By PRATCH RUJIVANAROM
Yesterday marked the first anniversary of the death of the young Lahu activist, who was shot by a soldier at the Ban Rin Luang military checkpoint in Chiang Mai’s Chiang Dao district on March 17, 2017. A year later, the conflict between the military and Lahu minorities remain high and the witnesses and others involved in this case say they are devastated by the oppression of the authorities.
Litigation in the case of Chaiyaphum’s extrajudicial killing is still ongoing, yet the truth about his death remains a mystery, largely because surveillance camera footage from the scene – the most important evidence – has never been used in court. It is still unclear to the public what really happened to this footage, but the authorities say it cannot be retrieved from the hard drive on which it was recorded.
Maitri Chamroensuksakul, a Lahu human rights defender and Chaiyaphum’s mentor, said that the Lahu people continue to face oppression by the military. Even though Chaiyaphum’s death had caught the public’s attention, the Army was still launching oppressive operations against members of the ethnic-minority community. Especially targeted are those who had a close relationship with Chaiyaphum.
“The military launched many operations by using drug-dealing suppression as a reason. They arrested many people in the community, including my sister-in-law. These oppressive behaviours inflict fear among the people and even worsen the tension between the people and the military,” Maitri said.
He said many people, including him, were the targets of oppression that caused an additional heavy burden on the already-hard lives of Lahu people.
“We have seen many incidents of misconduct and unjust treatment just because we want to seek justice. Chaiyaphum was not the first victim of extrajudicial killing in the Lahu community and I don’t know that he will be the last, as I also face threats to my life,” he said.
Maitri said the threats had meant that he and his family had to relocate to the city, which resulted in financial problems, while his children had to drop out of school.
Lahu people have long been seen as accomplices to transboundary drug-dealing crime networks in the eyes of the authorities, especially the military. The conflict between the Lahu community and the military has intensified in recent times.

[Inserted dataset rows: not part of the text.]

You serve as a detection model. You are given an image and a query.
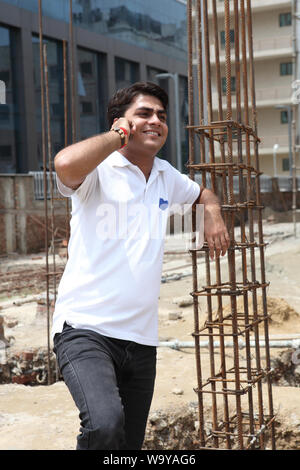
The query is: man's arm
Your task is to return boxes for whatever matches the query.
[196,187,230,259]
[54,118,130,189]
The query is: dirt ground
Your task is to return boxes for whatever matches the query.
[0,218,300,450]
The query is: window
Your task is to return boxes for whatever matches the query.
[77,47,107,139]
[280,111,289,124]
[0,26,22,173]
[0,145,12,160]
[80,62,93,75]
[115,57,139,89]
[220,29,234,49]
[282,158,290,171]
[280,62,293,75]
[222,77,236,95]
[279,12,292,27]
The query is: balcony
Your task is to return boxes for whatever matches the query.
[208,0,291,16]
[212,84,293,111]
[210,35,293,66]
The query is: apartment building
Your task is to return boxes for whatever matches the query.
[0,0,188,173]
[208,0,295,176]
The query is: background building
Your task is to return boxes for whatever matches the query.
[210,0,299,176]
[0,0,188,173]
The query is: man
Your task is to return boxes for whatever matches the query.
[52,82,229,450]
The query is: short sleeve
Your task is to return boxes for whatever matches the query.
[170,165,200,211]
[56,168,98,201]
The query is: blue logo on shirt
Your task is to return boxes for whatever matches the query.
[159,197,169,211]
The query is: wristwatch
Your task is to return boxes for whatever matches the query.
[111,127,128,148]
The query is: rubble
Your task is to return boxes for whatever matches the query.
[271,349,300,387]
[0,348,57,385]
[143,403,199,450]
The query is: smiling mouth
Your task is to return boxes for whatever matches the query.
[144,131,160,137]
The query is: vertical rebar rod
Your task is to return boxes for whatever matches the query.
[234,0,254,444]
[247,0,275,450]
[69,0,76,143]
[224,0,244,449]
[240,0,264,448]
[38,0,51,384]
[43,44,56,383]
[63,40,70,246]
[212,0,231,449]
[202,0,219,447]
[187,0,205,446]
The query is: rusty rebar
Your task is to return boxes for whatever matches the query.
[38,0,51,384]
[187,0,275,449]
[187,0,205,446]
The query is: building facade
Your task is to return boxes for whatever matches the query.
[0,0,188,173]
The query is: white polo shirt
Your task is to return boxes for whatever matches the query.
[52,151,200,346]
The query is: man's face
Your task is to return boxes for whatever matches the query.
[124,95,168,154]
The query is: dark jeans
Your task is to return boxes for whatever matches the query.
[54,323,156,450]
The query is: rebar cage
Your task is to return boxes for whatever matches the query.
[187,0,275,449]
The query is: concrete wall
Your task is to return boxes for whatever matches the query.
[0,174,66,255]
[0,174,300,255]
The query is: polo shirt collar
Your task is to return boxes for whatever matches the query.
[109,150,167,171]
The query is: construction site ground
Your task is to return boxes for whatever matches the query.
[0,221,300,450]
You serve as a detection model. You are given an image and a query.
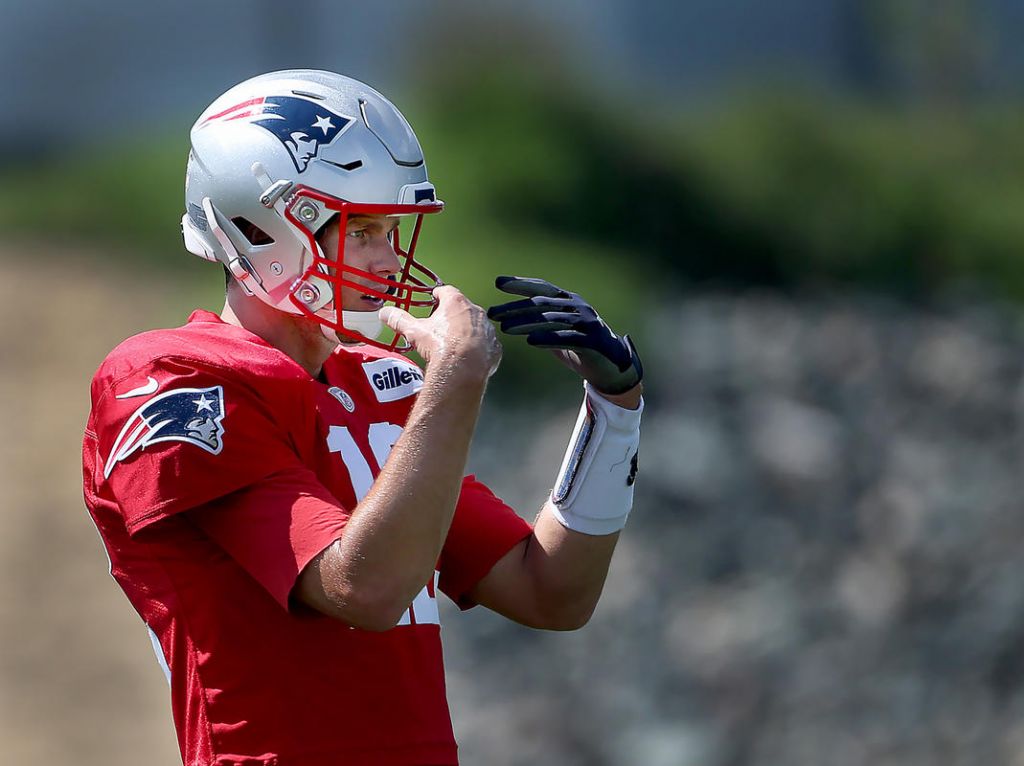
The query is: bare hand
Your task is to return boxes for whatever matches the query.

Meanwhle, Sumitchai Hattasan, head of the team of lawyers representing Chaiyaphum’s family, said that that the court had just finished the witness interrogation process on Friday, without reviewing the CCTV footage. The court will read an order on the investigation into his death on June 6.

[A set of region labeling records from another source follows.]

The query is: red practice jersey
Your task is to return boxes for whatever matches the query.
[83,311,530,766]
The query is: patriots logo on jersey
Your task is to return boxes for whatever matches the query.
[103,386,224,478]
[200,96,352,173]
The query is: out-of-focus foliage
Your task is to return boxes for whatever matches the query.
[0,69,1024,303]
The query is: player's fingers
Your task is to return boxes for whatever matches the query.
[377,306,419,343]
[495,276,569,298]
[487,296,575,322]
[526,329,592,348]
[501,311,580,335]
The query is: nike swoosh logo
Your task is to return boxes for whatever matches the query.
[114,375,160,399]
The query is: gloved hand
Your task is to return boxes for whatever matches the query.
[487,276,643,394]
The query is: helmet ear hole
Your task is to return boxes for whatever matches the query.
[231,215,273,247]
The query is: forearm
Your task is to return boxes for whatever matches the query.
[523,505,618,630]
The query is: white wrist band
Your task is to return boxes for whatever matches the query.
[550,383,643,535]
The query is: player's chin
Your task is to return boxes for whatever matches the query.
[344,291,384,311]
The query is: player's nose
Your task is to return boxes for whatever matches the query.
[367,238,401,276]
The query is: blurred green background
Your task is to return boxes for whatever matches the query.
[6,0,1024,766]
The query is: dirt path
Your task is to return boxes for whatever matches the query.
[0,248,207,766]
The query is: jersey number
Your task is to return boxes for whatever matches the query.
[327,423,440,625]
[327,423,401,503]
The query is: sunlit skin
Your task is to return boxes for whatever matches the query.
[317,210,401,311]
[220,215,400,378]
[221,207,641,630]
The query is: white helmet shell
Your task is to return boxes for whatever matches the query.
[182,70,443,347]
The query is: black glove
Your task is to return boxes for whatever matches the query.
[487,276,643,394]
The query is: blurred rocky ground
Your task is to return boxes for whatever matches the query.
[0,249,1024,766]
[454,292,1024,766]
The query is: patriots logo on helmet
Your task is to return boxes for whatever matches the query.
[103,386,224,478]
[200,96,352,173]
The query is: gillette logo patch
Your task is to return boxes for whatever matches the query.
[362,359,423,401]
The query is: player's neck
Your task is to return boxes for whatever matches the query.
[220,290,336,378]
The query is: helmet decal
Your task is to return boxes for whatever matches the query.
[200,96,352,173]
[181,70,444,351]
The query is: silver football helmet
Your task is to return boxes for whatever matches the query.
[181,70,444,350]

Sumitchai said that the CCTV footage was not used in the court litigation because the police did not send this evidence to the attorney. They claim that they cannot retrieve the footage from the hard drive, so the court decided to dismiss this evidence and rely on witnesses’ accounts instead.
“We have tried all available options to demand the release of CCTV footage, because people’s words can twisted. Video footage cannot be twisted, and could give us very clear evidence of what really happened to Chaiyaphum, but we still cannot get to this prime evidence,” he said.

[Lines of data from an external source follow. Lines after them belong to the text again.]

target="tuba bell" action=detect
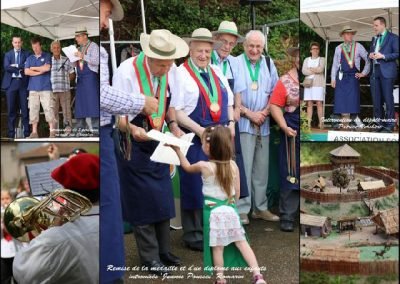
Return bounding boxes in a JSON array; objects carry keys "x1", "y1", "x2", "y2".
[{"x1": 4, "y1": 189, "x2": 92, "y2": 242}]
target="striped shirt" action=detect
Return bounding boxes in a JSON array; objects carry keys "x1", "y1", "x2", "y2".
[
  {"x1": 100, "y1": 46, "x2": 145, "y2": 126},
  {"x1": 50, "y1": 55, "x2": 75, "y2": 93}
]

The Army had handed over the hard drive containing this CCTV footage to the police on May 13, but the Royal Thai Police’s Central Police Forensic Science Division stated that the footage could not be retrieved.
Sumitchai said eight witnesses from the military side gave testimony to the court, while there were two witnesses from Chaiyaphum’s family side.
There was conflicting information related to the death, as the soldiers claimed that they had found 2,800 amphetamine pills in his car and he had tried to fight the officers with a hand grenade.
However, according to earlier reports, many witnesses at the scene told a different version of the story. They said they had seen Chaiyaphum beaten and then shot dead.